5 Failure

The Mozart system uses a three-state-model for remote sites. The three states are: OK, Temporarily Lost (Temp) , and Permanently Lost (Perm). At first introduction a remote site is always in the state OK, further use might change the state of the site into one of the other two states. The states are described here:

OK: No problem has yet been detected on the remote site.
Temporary Lost: Some transient kind of problems has been detected. A network fluctuation or partitioning can be the cause.
Permanently Lost: The site is gone and will never be contactable again. The process is gone or the machine is taken down.

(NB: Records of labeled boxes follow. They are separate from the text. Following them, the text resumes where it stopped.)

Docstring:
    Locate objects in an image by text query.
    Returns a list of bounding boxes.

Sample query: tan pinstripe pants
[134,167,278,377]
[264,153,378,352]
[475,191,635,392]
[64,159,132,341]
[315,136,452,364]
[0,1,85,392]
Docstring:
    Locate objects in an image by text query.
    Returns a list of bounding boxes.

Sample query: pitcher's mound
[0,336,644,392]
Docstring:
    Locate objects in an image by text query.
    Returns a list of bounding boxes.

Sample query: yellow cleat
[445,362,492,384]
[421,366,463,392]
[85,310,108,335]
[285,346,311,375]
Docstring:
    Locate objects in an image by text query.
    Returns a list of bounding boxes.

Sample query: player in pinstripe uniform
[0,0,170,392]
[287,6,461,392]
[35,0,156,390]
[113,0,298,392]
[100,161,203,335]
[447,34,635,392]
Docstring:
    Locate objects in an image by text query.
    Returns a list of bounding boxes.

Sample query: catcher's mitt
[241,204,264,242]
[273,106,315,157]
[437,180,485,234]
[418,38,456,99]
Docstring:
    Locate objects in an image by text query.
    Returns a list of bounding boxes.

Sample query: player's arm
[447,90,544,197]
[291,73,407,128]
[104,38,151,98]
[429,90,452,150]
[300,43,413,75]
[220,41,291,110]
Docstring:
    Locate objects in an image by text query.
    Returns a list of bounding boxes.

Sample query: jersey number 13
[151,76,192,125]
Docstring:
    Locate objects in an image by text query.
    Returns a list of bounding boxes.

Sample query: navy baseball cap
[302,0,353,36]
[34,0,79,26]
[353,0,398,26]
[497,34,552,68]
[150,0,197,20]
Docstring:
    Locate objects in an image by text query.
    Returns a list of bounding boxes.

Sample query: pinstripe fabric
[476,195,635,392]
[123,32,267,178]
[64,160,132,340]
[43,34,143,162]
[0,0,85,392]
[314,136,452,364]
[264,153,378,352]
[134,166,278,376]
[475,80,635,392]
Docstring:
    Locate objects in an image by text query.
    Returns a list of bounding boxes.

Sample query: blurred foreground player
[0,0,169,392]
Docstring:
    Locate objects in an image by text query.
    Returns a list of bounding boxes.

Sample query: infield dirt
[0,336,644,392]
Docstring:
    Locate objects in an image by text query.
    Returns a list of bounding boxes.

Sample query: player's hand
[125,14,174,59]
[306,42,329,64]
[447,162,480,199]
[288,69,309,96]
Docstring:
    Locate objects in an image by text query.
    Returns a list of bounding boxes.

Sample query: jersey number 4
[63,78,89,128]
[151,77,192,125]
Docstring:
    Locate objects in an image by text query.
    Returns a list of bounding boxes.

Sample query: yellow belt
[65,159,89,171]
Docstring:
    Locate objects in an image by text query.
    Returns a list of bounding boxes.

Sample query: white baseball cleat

Figure 5.1 shows the transition-graph for the different states. Note that Perm is a non-transient state.

Figure 5.1: Transition-graph over OK, Temp and Perm

The classification of site failures into the two categories Temp and Perm, simplifies construction of fault tolerant applications. By reflecting the failure state of an entity's home site to language level, the programmer is presented detailed information on what to expect from an entity in the future. The interpretation of the state then is: An entity in the state Temp might be accessible again while a Perm state clearly defines that the entity will never be accessible again.

5.1 Handling Faults from Mozart

Mozart offers different ways to instrument the behavior of distributed entities in the case of failure (also see Chapter 17 of ``System Modules'' and Chapter 4 of ``Distributed Programming in Mozart - A Tutorial Introduction''). A fault condition can be paired together with a reaction strategy implemented by a procedure; this pair can be installed on a particular entity. When a fault occurs that matches the fault condition the reaction strategy is executed.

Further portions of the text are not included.